Nella ripresa il Forlì parte forte: al 50’ Manuzzi va vicino al gol, ma Nespola devia la conclusione sul palo. La spinta dei romagnoli, però, cala col passare dei minuti, lasciando campo agli avversari.
Al 65′ Nanni sfiora il vantaggio per l’Arzignano con due tentativi consecutivi, ben neutralizzati da Calvani. Al 76’ arriva la svolta: una disattenzione difensiva del Forlì permette a Nanni di battere Nespola per l’1-0 che resisterà fino al fischio finale.
Carpi-Union Brescia 0-1
Il primo episodio chiave arriva al 21’: un colpo di testa di Cazzadori viene deviato col braccio da Lombardi, ma nonostante le proteste l’arbitro lascia proseguire. La pressione dei bresciani aumenta e lo stesso Cazzadori colpisce un palo pochi minuti dopo, sfiorando il vantaggio con un diagonale potente.

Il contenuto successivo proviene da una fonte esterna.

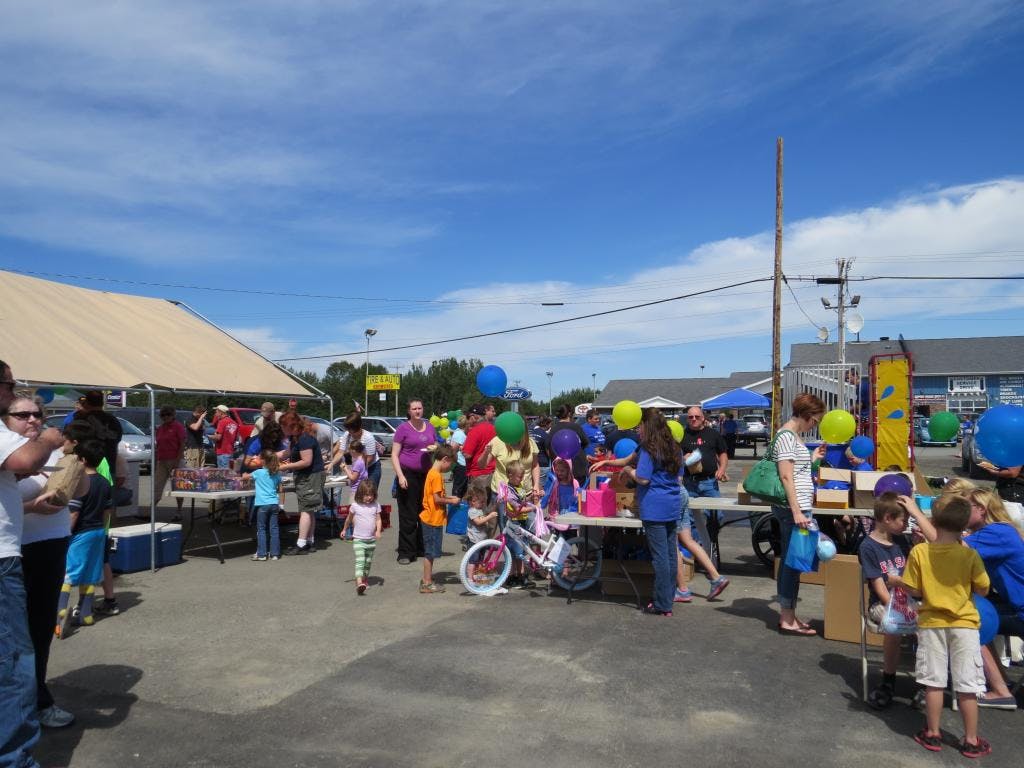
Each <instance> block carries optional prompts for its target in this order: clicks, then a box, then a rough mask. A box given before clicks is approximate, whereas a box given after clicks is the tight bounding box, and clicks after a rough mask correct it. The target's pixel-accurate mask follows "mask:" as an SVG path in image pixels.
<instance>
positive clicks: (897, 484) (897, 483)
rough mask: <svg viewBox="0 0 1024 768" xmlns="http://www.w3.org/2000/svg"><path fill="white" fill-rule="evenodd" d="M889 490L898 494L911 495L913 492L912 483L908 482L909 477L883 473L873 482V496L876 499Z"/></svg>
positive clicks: (905, 475)
mask: <svg viewBox="0 0 1024 768" xmlns="http://www.w3.org/2000/svg"><path fill="white" fill-rule="evenodd" d="M889 492H892V493H893V494H896V495H898V496H911V495H912V494H913V483H911V482H910V478H909V477H907V476H906V475H902V474H891V475H884V476H883V477H880V478H879V481H878V482H877V483H874V498H876V499H878V498H879V497H880V496H882V495H883V494H886V493H889Z"/></svg>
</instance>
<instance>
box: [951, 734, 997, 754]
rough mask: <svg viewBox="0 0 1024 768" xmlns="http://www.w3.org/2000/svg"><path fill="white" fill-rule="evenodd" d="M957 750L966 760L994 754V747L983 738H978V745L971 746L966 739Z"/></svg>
mask: <svg viewBox="0 0 1024 768" xmlns="http://www.w3.org/2000/svg"><path fill="white" fill-rule="evenodd" d="M956 749H957V750H959V753H961V755H963V756H964V757H966V758H983V757H985V756H986V755H991V754H992V745H991V744H990V743H988V741H986V740H985V739H983V738H982V737H981V736H978V743H976V744H969V743H968V742H967V740H966V739H965V740H964V741H961V743H959V746H957V748H956Z"/></svg>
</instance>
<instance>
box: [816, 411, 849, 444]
mask: <svg viewBox="0 0 1024 768" xmlns="http://www.w3.org/2000/svg"><path fill="white" fill-rule="evenodd" d="M856 431H857V422H856V420H855V419H854V418H853V414H851V413H850V412H849V411H840V410H839V409H836V410H835V411H829V412H828V413H827V414H825V415H824V418H822V419H821V424H819V425H818V432H820V433H821V439H823V440H824V441H825V442H846V441H847V440H849V439H850V438H851V437H853V435H854V434H855V433H856Z"/></svg>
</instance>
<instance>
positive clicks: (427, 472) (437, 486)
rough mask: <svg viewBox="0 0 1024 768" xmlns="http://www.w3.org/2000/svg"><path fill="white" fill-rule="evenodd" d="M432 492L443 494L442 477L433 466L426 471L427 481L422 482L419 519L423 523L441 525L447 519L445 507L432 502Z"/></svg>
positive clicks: (443, 487)
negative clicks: (422, 508)
mask: <svg viewBox="0 0 1024 768" xmlns="http://www.w3.org/2000/svg"><path fill="white" fill-rule="evenodd" d="M434 494H440V495H441V496H444V478H443V477H441V473H440V472H438V471H437V470H436V469H435V468H434V467H431V468H430V471H429V472H427V481H426V482H425V483H424V484H423V511H422V512H420V521H421V522H423V523H424V524H425V525H434V526H438V525H443V524H444V521H445V520H446V519H447V515H446V514H445V508H444V506H443V505H438V504H436V503H435V502H434Z"/></svg>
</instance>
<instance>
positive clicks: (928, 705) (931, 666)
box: [903, 495, 992, 758]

Il gol è maturo e arriva grazie a una splendida azione corale: Armati inventa un passaggio filtrante per Valente, che controlla con eleganza e incrocia col destro. La palla, dopo aver baciato il palo, si infila in rete: è il primo gol tra i grandi per il diciannovenne, che esulta visibilmente emozionato.

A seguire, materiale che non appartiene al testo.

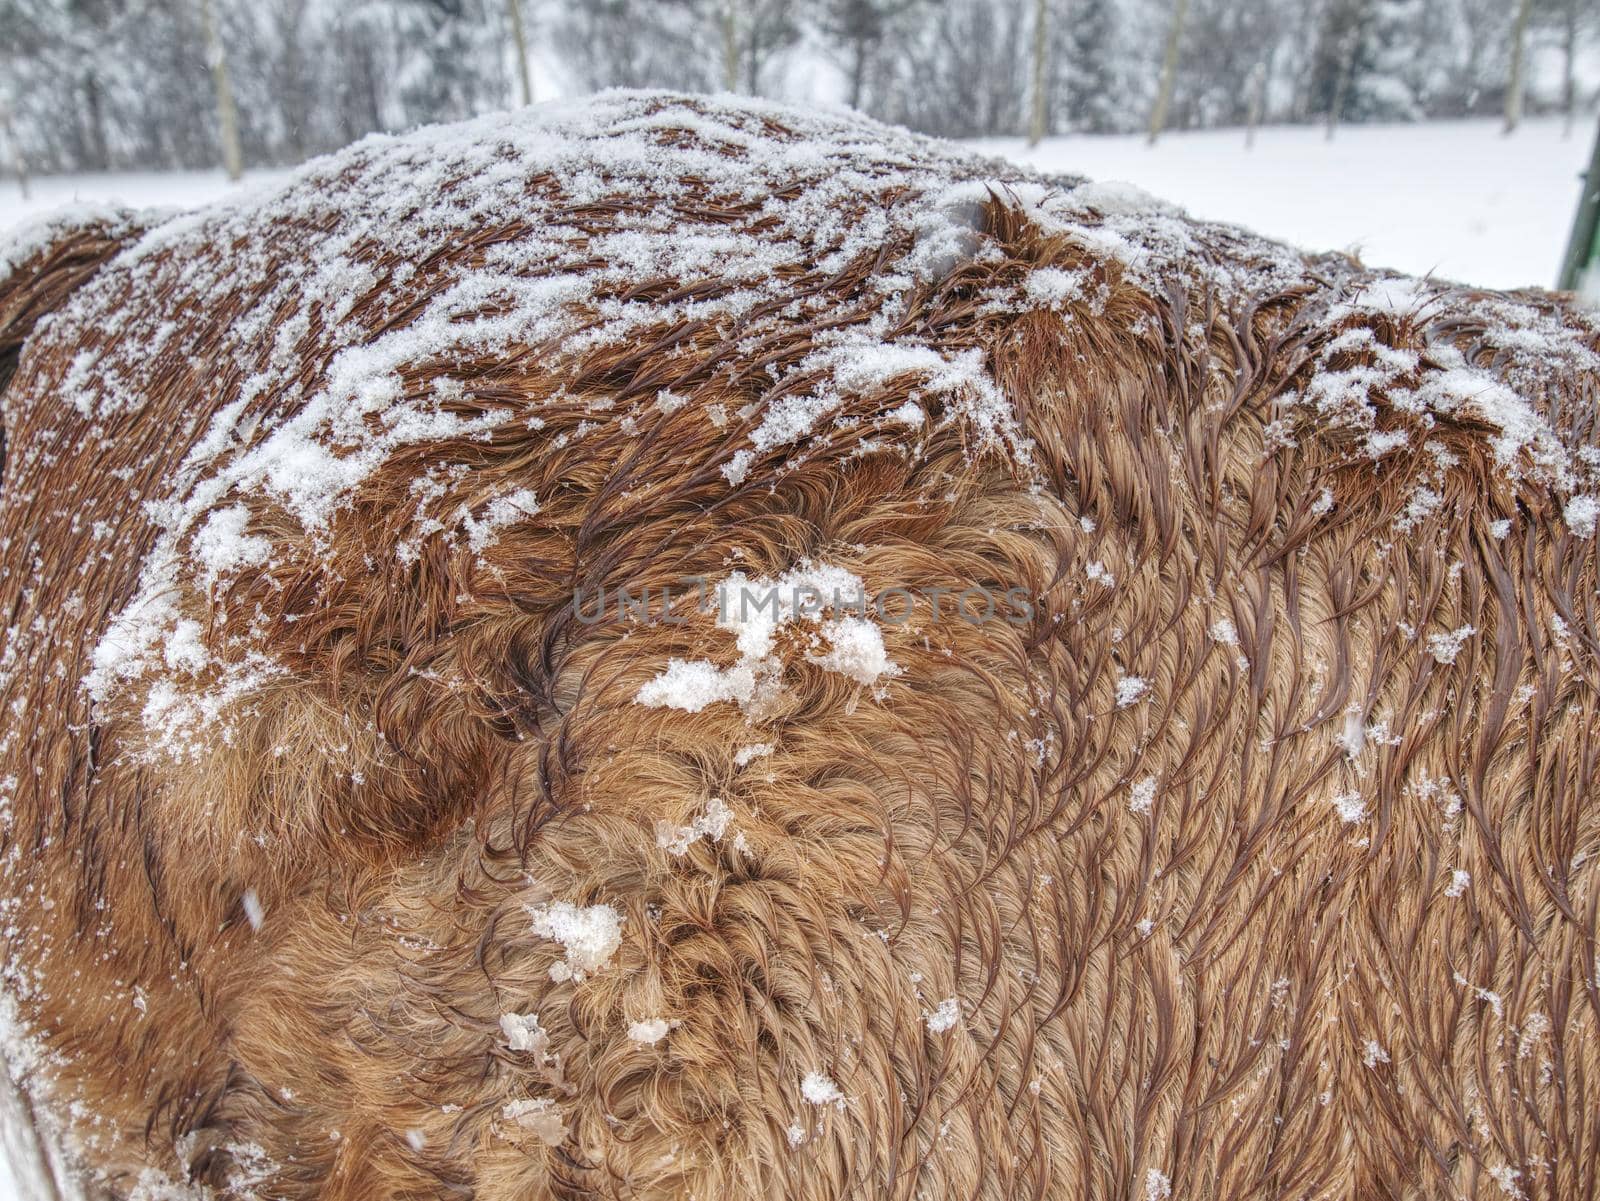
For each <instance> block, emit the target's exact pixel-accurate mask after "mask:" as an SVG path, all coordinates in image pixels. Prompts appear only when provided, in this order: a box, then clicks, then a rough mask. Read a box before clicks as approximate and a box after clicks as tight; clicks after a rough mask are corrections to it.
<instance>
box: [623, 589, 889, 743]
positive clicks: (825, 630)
mask: <svg viewBox="0 0 1600 1201" xmlns="http://www.w3.org/2000/svg"><path fill="white" fill-rule="evenodd" d="M717 597H718V604H717V627H718V628H722V630H726V632H730V633H733V635H734V643H736V646H738V651H739V659H738V662H734V664H733V665H731V667H717V665H715V664H712V662H709V660H706V659H694V660H685V659H669V660H667V667H666V670H664V672H661V673H659V675H658V676H656V678H653V680H650V681H648V683H646V684H643V686H642V688H640V689H638V692H637V694H635V697H634V699H635V702H637V704H640V705H646V707H650V708H682V710H685V712H690V713H698V712H699V710H702V708H706V707H707V705H714V704H717V702H722V700H731V702H736V704H738V705H739V707H741V708H744V710H746V712H747V713H757V712H760V708H762V707H763V705H765V704H766V702H768V700H770V699H771V697H773V696H774V692H776V689H778V688H779V675H781V672H782V659H781V656H779V652H778V648H776V640H778V635H779V633H781V632H782V630H786V628H792V627H795V625H803V627H808V628H810V636H808V646H806V649H805V651H803V659H805V660H806V662H808V664H813V665H816V667H821V668H822V670H826V672H835V673H838V675H843V676H848V678H850V680H854V681H856V683H859V684H875V683H878V681H880V680H886V678H891V676H896V675H899V670H901V668H899V665H898V664H896V662H894V660H893V659H890V656H888V649H886V648H885V644H883V632H882V628H878V625H877V624H875V622H874V620H869V619H867V617H862V616H837V617H826V616H824V612H830V611H832V612H842V614H850V612H851V611H854V612H856V614H859V612H864V611H870V608H872V601H870V598H869V595H867V592H866V585H864V584H862V581H861V577H859V576H856V574H854V573H851V571H846V569H843V568H837V566H829V565H816V563H810V561H805V563H802V565H800V566H797V568H794V569H790V571H787V573H784V574H782V576H779V577H776V579H770V577H762V579H754V581H752V579H749V577H746V576H744V574H742V573H734V574H731V576H728V579H726V581H723V582H722V585H720V587H718V590H717Z"/></svg>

Nella seconda metà di gara, l’Union Brescia gestisce con intelligenza, abbassando i ritmi e mantenendo il controllo del match.
Le occasioni per raddoppiare non mancano: De Francesco sfiora il palo, Cisco sciupa un contropiede e Zagnoni rischia l’autogol su un corner. In fase difensiva, però, la squadra non concede nulla e Liverani resta praticamente inoperoso per tutti i 90 minuti.
Ternana-Campobasso 1-0
Anche la Ternana supera il Campobasso con il minimo scarto al termine di una gara ricca di occasioni, ma anche di errori sotto porta. A decidere l’incontro è una prodezza di Pettinari al 34′, con un’azione personale conclusa con un destro preciso all’incrocio.
L’avvio è vivace, con i rossoverdi pericolosi già al 2′ grazie a Durmush, ma Mcjannet spreca clamorosamente. Il Campobasso risponde al 19′ con un rasoterra insidioso di Gala, fuori di poco. La Ternana costruisce molto, ma è spesso imprecisa: Orellana e Balcot non capitalizzano due buone occasioni.
Pettinari si prende la scena con classe e tecnica, prima segnando il gol dell’1-0, poi servendo un assist perfetto per Orellana, che però non finalizza. Nella ripresa il copione non cambia: la Ternana cerca il secondo gol, ma sbaglia troppo. Mcjannet, Orellana e Leonardi mancano più volte il colpo del ko, mentre il Campobasso sfiora il pari al 53′ con una punizione di Brunet che colpisce il palo.
Nel finale, la Ternana insiste ma pecca di egoismo, soprattutto con Leonardi, che ignora i compagni in più azioni personali non concretizzate. Nonostante le tante occasioni fallite, i rossoverdi portano a casa la vittoria, mentre i molisani tornano a casa non senza qualche rimpianto.